Hi guys,
I’ve got a dataset of about 100’000 articles totaling around 532MB.
I’m using a TextList to load it on a P100 with 24GB RAM on Paperspace.com.
Loading more than 50’000 articles results in a Memory Error:
Surely 24GB RAM should be enough for a dataset of 530MB, right?
The largest article is about 128kb whereas the average is 5,3kb.
from fastai.text import *
path = "data/sv-wiki-articles-100k"
bs = 64
data_lm = (TextList.from_folder(path + '/', extensions=['.txt'])
.use_partial_data(sample_pct=0.5)
.split_by_rand_pct(0.1)
.label_for_lm()
.databunch(bs=bs))
I’ve tried to systematically decreasing the batch size all the way down to 2, which doesn’t change the outcome.
Do you have any suggestions?
The error:
MemoryError Traceback (most recent call last)
<ipython-input-7-3c6a208eb876> in <module>
1 data_lm = (TextList.from_folder(path + '/', extensions=['.txt'])

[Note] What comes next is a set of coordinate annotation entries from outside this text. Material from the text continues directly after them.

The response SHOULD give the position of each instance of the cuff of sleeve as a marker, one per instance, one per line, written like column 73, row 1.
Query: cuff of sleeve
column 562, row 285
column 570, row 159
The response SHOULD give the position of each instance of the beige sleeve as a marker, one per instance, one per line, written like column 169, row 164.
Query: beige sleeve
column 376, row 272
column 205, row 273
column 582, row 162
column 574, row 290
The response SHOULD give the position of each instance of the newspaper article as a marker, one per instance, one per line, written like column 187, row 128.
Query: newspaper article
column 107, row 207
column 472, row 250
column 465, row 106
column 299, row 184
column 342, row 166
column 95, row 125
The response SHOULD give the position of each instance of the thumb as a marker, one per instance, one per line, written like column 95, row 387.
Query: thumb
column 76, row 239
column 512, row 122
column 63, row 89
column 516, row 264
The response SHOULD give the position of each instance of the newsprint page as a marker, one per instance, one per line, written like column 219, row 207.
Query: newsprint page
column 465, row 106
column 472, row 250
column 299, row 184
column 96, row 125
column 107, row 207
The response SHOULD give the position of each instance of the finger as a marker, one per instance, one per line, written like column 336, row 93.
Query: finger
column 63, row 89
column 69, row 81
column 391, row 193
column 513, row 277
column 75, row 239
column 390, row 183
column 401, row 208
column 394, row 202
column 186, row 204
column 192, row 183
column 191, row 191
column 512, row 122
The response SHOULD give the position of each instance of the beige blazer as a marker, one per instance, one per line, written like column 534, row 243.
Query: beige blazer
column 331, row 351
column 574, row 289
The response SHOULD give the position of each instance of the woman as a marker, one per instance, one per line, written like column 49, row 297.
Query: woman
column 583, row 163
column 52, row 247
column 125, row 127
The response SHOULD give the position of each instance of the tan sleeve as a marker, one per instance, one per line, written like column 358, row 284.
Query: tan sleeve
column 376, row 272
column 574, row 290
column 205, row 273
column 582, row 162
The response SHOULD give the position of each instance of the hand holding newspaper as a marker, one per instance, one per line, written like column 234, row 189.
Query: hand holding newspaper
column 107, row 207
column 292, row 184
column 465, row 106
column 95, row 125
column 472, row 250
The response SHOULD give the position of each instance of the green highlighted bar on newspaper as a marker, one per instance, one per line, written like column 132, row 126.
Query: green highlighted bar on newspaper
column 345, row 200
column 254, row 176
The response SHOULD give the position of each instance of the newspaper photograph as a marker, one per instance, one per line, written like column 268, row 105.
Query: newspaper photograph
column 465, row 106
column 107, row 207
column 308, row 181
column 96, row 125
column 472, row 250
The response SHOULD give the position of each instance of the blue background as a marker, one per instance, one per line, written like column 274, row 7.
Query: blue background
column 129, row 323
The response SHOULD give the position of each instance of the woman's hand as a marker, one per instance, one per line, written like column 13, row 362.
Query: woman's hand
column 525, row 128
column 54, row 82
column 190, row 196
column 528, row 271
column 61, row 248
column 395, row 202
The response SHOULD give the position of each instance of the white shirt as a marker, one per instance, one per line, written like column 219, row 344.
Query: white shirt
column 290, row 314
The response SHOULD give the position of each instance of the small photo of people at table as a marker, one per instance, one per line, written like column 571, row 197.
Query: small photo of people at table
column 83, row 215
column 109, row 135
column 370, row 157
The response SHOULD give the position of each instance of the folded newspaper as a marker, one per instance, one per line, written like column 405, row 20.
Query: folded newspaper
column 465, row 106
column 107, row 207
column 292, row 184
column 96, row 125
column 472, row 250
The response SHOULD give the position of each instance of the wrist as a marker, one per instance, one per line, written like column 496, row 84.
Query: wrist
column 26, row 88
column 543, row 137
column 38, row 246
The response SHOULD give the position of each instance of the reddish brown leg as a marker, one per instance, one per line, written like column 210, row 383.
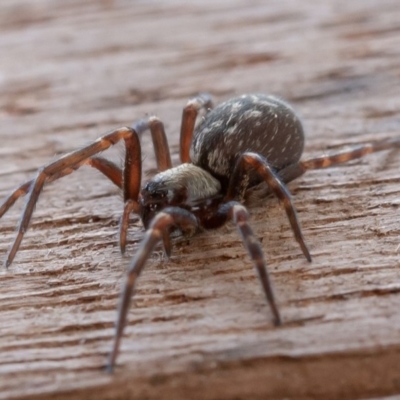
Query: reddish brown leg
column 108, row 168
column 189, row 116
column 238, row 185
column 160, row 142
column 354, row 152
column 160, row 225
column 131, row 183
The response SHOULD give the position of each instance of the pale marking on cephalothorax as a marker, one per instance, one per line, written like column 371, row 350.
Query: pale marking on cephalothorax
column 197, row 182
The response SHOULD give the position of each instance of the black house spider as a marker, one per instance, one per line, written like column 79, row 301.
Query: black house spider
column 240, row 143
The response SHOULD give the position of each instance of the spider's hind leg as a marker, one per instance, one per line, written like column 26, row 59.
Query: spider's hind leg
column 238, row 214
column 238, row 186
column 354, row 152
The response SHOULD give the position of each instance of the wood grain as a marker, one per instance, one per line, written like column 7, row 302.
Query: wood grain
column 200, row 328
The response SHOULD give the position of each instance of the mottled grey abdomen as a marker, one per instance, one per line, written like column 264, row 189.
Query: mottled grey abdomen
column 258, row 123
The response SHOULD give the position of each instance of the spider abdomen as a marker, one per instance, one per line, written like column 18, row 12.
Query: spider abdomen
column 257, row 123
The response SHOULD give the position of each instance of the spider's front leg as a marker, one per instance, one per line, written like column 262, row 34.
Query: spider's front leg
column 159, row 227
column 189, row 116
column 239, row 181
column 70, row 162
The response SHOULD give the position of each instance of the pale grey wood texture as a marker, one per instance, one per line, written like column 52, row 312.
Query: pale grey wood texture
column 200, row 328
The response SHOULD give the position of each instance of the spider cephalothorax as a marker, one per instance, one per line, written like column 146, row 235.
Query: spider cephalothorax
column 243, row 141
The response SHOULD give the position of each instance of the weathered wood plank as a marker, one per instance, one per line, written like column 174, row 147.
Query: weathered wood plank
column 200, row 327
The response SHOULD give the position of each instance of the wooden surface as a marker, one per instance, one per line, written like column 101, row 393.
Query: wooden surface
column 200, row 328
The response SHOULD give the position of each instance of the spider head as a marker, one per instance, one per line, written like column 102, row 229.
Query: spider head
column 153, row 199
column 181, row 186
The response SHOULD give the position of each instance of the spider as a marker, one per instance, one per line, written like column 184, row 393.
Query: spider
column 237, row 145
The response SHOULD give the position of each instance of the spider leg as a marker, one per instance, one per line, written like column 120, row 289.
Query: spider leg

2 .use_partial_data(sample_pct=1.0)
-> 3 .split_by_rand_pct(0.1)
4 .label_for_lm()
5 .databunch(bs=bs))
...
/opt/conda/envs/fastai/lib/python3.6/site-packages/fastai/core.py in array(a, dtype, **kwargs)
271 if np.int_==np.int32 and dtype is None and is_listy(a) and len(a) and isinstance(a[0],int):
272 dtype=np.int64
-> 273 return np.array(a, dtype=dtype, **kwargs)
274
275 class EmptyLabel(ItemBase):
MemoryError:
Thanks for your help